120 Befreiung des Angeklagten von der Pflicht zum Erscheinen
(1) Ist die persönliche Anwesenheit des Angeklagten in der Hauptverhandlung entbehrlich, so empfiehlt es sich, ihn über sein Antragsrecht nach § 233 StPO schon vor der Ladung zu belehren.
(2) Der Staatsanwalt prüft, ob er auf die Terminsnachricht (§ 233 Abs. 3 StPO) verzichten kann.
(3) Zur Hauptverhandlung ist der Angeklagte zu laden, wenn er nicht ausdrücklich darauf verzichtet hat. In der Ladung ist er darüber zu belehren, dass er zum Erscheinen nicht verpflichtet ist.
121 Kommissarische Vernehmung von Zeugen und Sachverständigen
(1) Die kommissarische Vernehmung von Zeugen oder Sachverständigen ist zu vermeiden, wenn eine hinreichende Aufklärung nur von der Vernehmung in der Hauptverhandlung zu erwarten ist oder wenn das Gericht aus anderen Gründen gezwungen sein wird, den Zeugen oder Sachverständigen unmittelbar zu vernehmen, z. B. weil die Verlesung der Aussage in der Hauptverhandlung nur unter weiteren Voraussetzungen zulässig ist (vgl. § 223 Abs. 2 in Verbindung mit § 251 Abs. 1 Nr. 3 StPO). Auf Bedenken gegen eine kommissarische Vernehmung hat der Staatsanwalt rechtzeitig hinzuweisen.
(2) Sind mehrere Zeugen oder Sachverständige bei verschiedenen Gerichten kommissarisch zu vernehmen, so kann es sich empfehlen, die Gerichte möglichst gleichzeitig unter Übersendung von Aktenauszügen um die Vernehmung zu ersuchen.
(3) Ist die Sache umfangreich, so sollen dem ersuchten Richter die Teile der Akten bezeichnet werden, die für die Vernehmung wichtig sind.
(4) Der Staatsanwalt prüft jeweils, ob er auf Terminsnachrichten verzichten kann.

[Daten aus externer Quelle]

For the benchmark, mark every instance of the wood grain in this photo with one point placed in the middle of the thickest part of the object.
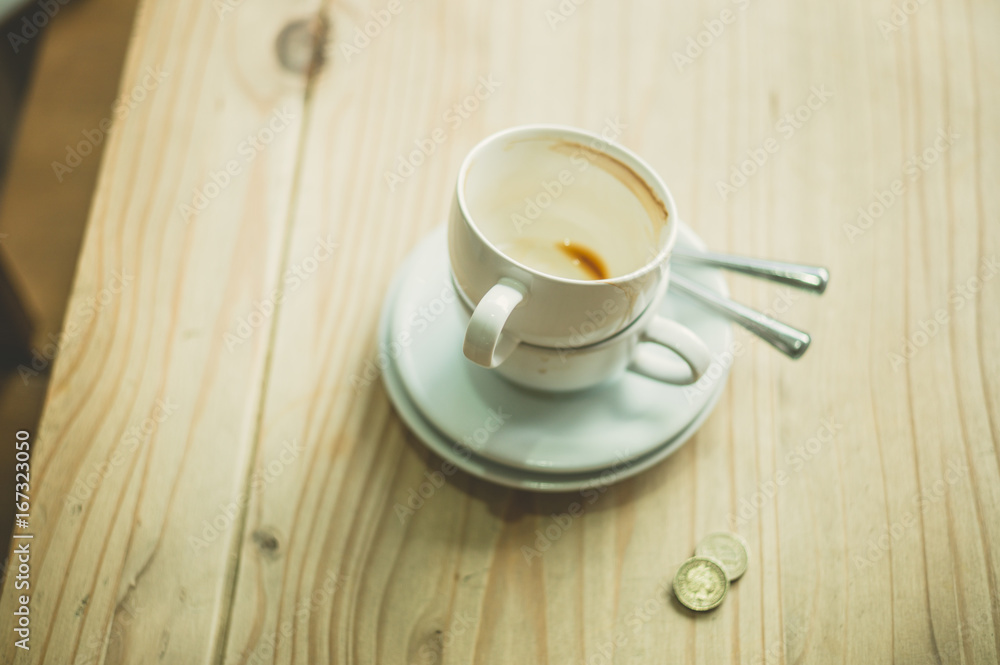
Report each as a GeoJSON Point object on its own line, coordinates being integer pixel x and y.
{"type": "Point", "coordinates": [867, 486]}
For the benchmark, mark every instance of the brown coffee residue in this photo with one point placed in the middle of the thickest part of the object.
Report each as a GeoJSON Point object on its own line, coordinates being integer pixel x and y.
{"type": "Point", "coordinates": [585, 258]}
{"type": "Point", "coordinates": [623, 173]}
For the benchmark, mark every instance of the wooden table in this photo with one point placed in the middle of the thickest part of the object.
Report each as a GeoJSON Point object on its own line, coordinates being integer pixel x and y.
{"type": "Point", "coordinates": [209, 485]}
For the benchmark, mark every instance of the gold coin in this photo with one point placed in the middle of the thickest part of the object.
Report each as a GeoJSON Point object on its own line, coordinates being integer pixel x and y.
{"type": "Point", "coordinates": [701, 583]}
{"type": "Point", "coordinates": [727, 548]}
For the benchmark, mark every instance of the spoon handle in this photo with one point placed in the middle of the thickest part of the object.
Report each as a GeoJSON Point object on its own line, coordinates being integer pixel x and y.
{"type": "Point", "coordinates": [812, 278]}
{"type": "Point", "coordinates": [790, 341]}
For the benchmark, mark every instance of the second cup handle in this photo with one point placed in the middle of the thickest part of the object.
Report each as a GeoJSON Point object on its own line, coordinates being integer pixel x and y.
{"type": "Point", "coordinates": [484, 342]}
{"type": "Point", "coordinates": [681, 341]}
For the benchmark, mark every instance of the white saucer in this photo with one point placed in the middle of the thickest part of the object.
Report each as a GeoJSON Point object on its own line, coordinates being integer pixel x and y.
{"type": "Point", "coordinates": [546, 440]}
{"type": "Point", "coordinates": [520, 478]}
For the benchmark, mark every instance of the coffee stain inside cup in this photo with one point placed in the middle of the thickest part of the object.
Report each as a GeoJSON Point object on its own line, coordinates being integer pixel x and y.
{"type": "Point", "coordinates": [585, 259]}
{"type": "Point", "coordinates": [623, 173]}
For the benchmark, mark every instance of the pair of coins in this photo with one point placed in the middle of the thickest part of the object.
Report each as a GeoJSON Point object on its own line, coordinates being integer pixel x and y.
{"type": "Point", "coordinates": [702, 582]}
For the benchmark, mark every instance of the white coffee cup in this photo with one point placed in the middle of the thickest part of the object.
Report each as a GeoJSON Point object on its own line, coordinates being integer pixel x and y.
{"type": "Point", "coordinates": [559, 243]}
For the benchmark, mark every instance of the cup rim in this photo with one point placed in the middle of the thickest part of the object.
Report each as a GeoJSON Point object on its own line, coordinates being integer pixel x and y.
{"type": "Point", "coordinates": [612, 149]}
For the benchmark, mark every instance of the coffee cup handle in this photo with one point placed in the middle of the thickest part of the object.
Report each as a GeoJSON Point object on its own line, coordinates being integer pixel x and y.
{"type": "Point", "coordinates": [485, 344]}
{"type": "Point", "coordinates": [679, 339]}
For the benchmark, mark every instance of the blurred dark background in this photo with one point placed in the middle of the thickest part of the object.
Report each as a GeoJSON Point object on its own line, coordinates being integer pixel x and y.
{"type": "Point", "coordinates": [60, 62]}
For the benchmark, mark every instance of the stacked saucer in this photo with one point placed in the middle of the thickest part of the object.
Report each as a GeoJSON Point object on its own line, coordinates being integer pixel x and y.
{"type": "Point", "coordinates": [550, 442]}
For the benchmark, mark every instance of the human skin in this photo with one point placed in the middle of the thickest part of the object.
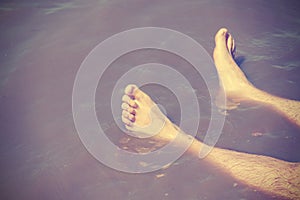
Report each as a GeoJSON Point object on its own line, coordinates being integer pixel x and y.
{"type": "Point", "coordinates": [270, 175]}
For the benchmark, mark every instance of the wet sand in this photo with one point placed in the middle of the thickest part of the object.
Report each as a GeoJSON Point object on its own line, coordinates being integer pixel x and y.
{"type": "Point", "coordinates": [42, 47]}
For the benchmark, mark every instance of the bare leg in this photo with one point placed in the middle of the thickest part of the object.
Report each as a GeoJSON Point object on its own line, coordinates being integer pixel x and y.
{"type": "Point", "coordinates": [270, 175]}
{"type": "Point", "coordinates": [238, 89]}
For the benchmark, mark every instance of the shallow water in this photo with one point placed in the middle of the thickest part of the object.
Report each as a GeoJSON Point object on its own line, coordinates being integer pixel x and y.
{"type": "Point", "coordinates": [42, 47]}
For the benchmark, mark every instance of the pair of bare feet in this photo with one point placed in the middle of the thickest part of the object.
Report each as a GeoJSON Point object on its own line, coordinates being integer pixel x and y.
{"type": "Point", "coordinates": [277, 177]}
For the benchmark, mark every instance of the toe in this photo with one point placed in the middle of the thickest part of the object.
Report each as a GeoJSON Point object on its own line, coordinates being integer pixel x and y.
{"type": "Point", "coordinates": [125, 106]}
{"type": "Point", "coordinates": [129, 101]}
{"type": "Point", "coordinates": [126, 121]}
{"type": "Point", "coordinates": [221, 34]}
{"type": "Point", "coordinates": [135, 93]}
{"type": "Point", "coordinates": [230, 44]}
{"type": "Point", "coordinates": [128, 115]}
{"type": "Point", "coordinates": [129, 90]}
{"type": "Point", "coordinates": [129, 109]}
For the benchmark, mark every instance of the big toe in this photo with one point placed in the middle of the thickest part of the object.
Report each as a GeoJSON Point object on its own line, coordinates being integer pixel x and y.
{"type": "Point", "coordinates": [134, 92]}
{"type": "Point", "coordinates": [221, 35]}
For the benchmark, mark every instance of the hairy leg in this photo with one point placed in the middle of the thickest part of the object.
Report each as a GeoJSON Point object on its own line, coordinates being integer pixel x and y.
{"type": "Point", "coordinates": [238, 89]}
{"type": "Point", "coordinates": [267, 174]}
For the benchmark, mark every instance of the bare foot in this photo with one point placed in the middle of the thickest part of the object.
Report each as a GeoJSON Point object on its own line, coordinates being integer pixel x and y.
{"type": "Point", "coordinates": [143, 117]}
{"type": "Point", "coordinates": [233, 82]}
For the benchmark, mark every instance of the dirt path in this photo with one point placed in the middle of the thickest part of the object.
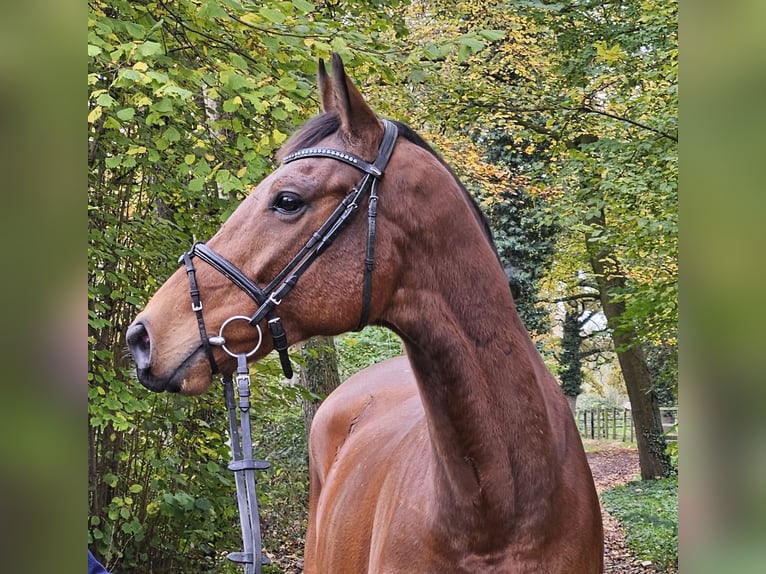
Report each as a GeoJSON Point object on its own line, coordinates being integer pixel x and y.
{"type": "Point", "coordinates": [612, 466]}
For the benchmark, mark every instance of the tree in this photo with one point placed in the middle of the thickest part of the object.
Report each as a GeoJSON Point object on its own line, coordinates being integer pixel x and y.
{"type": "Point", "coordinates": [593, 87]}
{"type": "Point", "coordinates": [188, 102]}
{"type": "Point", "coordinates": [573, 353]}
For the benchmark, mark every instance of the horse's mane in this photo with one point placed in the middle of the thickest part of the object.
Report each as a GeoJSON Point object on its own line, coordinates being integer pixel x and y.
{"type": "Point", "coordinates": [326, 124]}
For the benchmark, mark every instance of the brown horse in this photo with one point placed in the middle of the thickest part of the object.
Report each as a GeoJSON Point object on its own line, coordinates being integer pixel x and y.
{"type": "Point", "coordinates": [462, 456]}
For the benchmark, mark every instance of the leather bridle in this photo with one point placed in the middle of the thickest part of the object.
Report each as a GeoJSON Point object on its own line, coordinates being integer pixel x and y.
{"type": "Point", "coordinates": [268, 298]}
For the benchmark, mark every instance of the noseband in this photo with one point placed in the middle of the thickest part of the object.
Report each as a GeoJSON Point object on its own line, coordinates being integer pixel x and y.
{"type": "Point", "coordinates": [269, 297]}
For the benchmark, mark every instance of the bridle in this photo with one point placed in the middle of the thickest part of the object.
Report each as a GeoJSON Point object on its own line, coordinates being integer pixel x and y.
{"type": "Point", "coordinates": [268, 299]}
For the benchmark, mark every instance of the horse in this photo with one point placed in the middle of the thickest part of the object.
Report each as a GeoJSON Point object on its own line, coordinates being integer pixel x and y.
{"type": "Point", "coordinates": [460, 456]}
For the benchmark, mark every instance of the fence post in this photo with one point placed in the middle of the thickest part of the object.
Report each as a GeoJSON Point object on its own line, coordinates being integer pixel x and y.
{"type": "Point", "coordinates": [624, 424]}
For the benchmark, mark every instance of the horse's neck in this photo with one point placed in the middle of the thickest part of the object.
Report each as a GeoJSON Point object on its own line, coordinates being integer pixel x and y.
{"type": "Point", "coordinates": [482, 384]}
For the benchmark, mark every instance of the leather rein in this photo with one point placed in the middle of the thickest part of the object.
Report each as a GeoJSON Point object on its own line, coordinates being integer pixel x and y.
{"type": "Point", "coordinates": [268, 299]}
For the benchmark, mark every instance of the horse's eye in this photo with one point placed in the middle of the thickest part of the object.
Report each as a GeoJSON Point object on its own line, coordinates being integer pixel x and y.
{"type": "Point", "coordinates": [288, 203]}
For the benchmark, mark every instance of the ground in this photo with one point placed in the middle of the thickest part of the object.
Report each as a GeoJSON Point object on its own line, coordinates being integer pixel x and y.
{"type": "Point", "coordinates": [613, 465]}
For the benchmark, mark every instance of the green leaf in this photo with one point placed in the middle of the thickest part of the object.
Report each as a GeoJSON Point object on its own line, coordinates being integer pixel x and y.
{"type": "Point", "coordinates": [272, 15]}
{"type": "Point", "coordinates": [126, 114]}
{"type": "Point", "coordinates": [492, 35]}
{"type": "Point", "coordinates": [172, 134]}
{"type": "Point", "coordinates": [304, 6]}
{"type": "Point", "coordinates": [196, 184]}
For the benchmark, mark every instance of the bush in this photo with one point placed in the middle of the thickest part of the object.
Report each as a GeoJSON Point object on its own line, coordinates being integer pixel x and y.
{"type": "Point", "coordinates": [648, 511]}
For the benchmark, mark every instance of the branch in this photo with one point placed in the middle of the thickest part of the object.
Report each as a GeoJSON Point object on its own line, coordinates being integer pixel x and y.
{"type": "Point", "coordinates": [589, 109]}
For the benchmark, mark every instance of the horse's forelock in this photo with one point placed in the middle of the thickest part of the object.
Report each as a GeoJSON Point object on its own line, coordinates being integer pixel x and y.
{"type": "Point", "coordinates": [326, 124]}
{"type": "Point", "coordinates": [312, 132]}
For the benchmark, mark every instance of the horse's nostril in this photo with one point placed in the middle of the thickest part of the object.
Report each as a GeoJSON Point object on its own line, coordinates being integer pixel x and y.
{"type": "Point", "coordinates": [139, 345]}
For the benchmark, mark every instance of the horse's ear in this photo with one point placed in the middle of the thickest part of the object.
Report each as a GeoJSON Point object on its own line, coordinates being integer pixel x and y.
{"type": "Point", "coordinates": [326, 97]}
{"type": "Point", "coordinates": [357, 118]}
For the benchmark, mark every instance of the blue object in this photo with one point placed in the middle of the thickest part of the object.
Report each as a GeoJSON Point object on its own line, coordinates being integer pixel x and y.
{"type": "Point", "coordinates": [94, 566]}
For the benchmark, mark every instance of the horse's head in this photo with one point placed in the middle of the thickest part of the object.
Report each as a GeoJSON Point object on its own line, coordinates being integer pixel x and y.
{"type": "Point", "coordinates": [260, 239]}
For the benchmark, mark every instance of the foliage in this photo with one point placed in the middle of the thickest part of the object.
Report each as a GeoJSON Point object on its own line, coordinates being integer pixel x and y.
{"type": "Point", "coordinates": [188, 102]}
{"type": "Point", "coordinates": [366, 347]}
{"type": "Point", "coordinates": [648, 511]}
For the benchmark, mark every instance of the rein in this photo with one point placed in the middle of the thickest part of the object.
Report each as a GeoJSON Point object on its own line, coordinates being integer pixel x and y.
{"type": "Point", "coordinates": [268, 299]}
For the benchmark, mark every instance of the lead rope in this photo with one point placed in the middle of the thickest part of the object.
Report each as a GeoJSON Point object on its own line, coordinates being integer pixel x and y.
{"type": "Point", "coordinates": [244, 466]}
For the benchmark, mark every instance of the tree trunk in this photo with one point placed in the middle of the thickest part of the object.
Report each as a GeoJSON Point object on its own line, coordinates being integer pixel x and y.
{"type": "Point", "coordinates": [319, 375]}
{"type": "Point", "coordinates": [652, 454]}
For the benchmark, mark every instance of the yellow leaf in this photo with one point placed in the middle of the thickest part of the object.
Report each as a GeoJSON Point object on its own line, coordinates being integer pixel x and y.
{"type": "Point", "coordinates": [278, 136]}
{"type": "Point", "coordinates": [95, 114]}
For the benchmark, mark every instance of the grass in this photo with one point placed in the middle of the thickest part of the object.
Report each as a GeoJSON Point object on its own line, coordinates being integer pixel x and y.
{"type": "Point", "coordinates": [648, 511]}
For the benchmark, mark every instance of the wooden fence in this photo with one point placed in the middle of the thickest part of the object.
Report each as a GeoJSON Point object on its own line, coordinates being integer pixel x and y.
{"type": "Point", "coordinates": [617, 423]}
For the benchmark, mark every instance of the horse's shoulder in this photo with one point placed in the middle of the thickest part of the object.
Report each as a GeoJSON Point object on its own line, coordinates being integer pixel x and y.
{"type": "Point", "coordinates": [364, 402]}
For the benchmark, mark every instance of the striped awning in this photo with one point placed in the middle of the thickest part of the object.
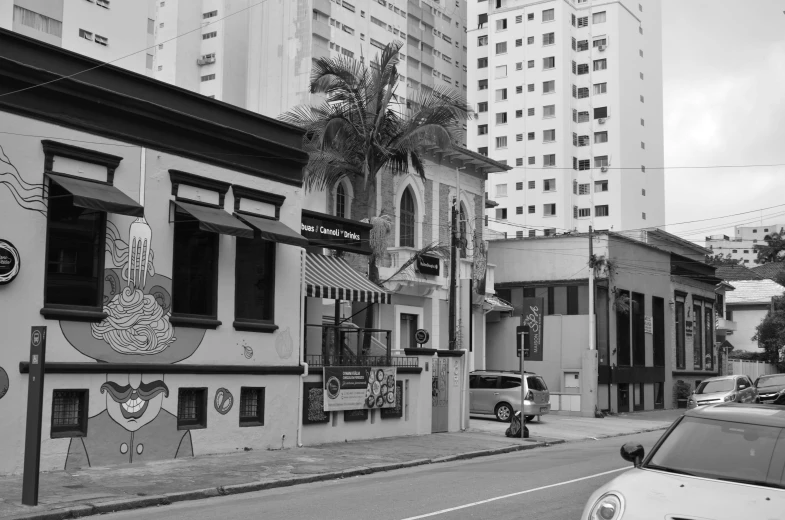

122 Verhandlung in Abwesenheit des Angeklagten bei selbstverschuldeter Verhandlungsunfähigkeit
(1) Sind Anhaltspunkt dafür vorhanden, dass der Angeklagte vorsätzlich und schuldhaft seine Verhandlungsunfähigkeit herbeiführen und dadurch wissentlich die ordnungsgemäße Durchführung der Hauptverhandlung in seiner Gegenwart verhindern wird (§ 231 a Abs. 1 Satz 1 StPO), so ist ihm möglichst frühzeitig Gelegenheit zu geben, sich vor einem Richter zur Anklage zu äußern (§ 231 a Abs. 1 Satz 2 StPO). Erforderlichenfalls wirkt der Staatsanwalt hierauf hin. In Verfahren von größerer Bedeutung soll der Staatsanwalt von seinem Anwesenheitsrecht Gebrauch machen.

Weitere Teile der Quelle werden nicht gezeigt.